In our paper, we have evaluate several highly related hyperparameters including confidence margin in Table 8, augmentation number in Table 9, warm-up epochs in Fig. 4, warm-up data scale in Fig. 5. We further provide some other hyperparameters in the attached tables including learning rate, batch size and the softmax temperature.

(1) Learning rate: See Table 1 in the attached PDF. (2) Batch size: See Table 2 in the attached PDF. (3) Softmax temperature: See Table 3 in the attached PDF.

Question 1: Space and time cost of offline and online phase

Response: We provide more cost experiments under different setting including different batch size of different model size. The detail cost values can be seen in Table 4 and 5 in the attached PDF.
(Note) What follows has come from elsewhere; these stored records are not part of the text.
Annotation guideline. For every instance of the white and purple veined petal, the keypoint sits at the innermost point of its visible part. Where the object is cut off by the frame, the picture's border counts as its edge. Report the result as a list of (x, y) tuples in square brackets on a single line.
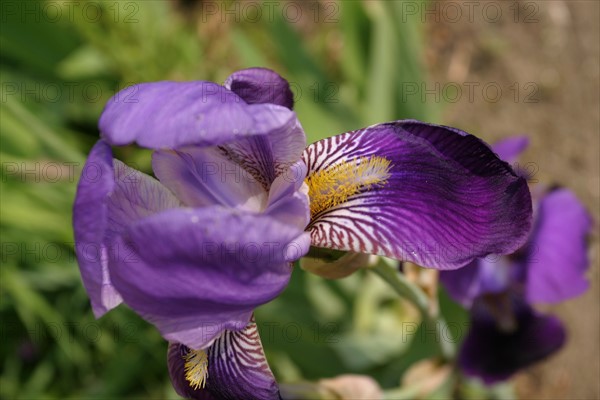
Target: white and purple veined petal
[(234, 367), (443, 200)]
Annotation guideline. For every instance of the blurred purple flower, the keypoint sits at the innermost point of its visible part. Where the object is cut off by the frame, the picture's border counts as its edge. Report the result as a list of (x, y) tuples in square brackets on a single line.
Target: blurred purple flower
[(239, 197), (506, 333)]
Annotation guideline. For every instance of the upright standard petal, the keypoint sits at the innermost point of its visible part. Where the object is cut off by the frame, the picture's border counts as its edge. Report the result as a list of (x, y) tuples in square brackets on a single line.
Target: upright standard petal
[(261, 85), (239, 173), (233, 367), (493, 354), (197, 272), (110, 197), (424, 193), (174, 114), (557, 257), (90, 222)]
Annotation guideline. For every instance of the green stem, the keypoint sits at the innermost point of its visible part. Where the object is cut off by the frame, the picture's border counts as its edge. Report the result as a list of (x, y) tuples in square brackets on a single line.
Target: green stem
[(420, 300)]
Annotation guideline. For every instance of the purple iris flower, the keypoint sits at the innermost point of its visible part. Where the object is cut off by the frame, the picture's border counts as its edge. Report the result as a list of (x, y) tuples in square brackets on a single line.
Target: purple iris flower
[(239, 196), (506, 333)]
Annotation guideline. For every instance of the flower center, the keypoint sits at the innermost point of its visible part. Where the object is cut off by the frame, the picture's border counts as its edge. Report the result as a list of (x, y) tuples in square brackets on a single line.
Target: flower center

Question 2: Reseting to source model

**Response: In CTTA task , model does not know when the domain shift happen. Thus, resetting model to source model is not feasible in CTTA task. We conduct this experiment on CoTTA and our method, the results can be seen in Table 7 in the attached PDF. We find that the resetting performance is less effective than the continual setting on both CoTTA and our method. The results show that the existing datasets may have shared knowledge across domains.

Question 3: Best non-adaptive $\alpha$

Response: We further evaluate on more $\alpha$, and the results can be seen in Table 6 in the attached PDF. The best non-adaptive $\alpha$ is 0.7. The results show that setting a fixed $\alpha$ is not effective enough for CTTA task. This underscores the significance of striking an adaptive balance between the two prior models in an unsupervised environment. The trade-off implies the need to discern when the source model’s knowledge is more applicable and when the teacher model’s shifting knowledge takes precedence.

Thank you for the additional results. These resolved some additional concerns I had about the paper. I am raising my score from 5 to 6.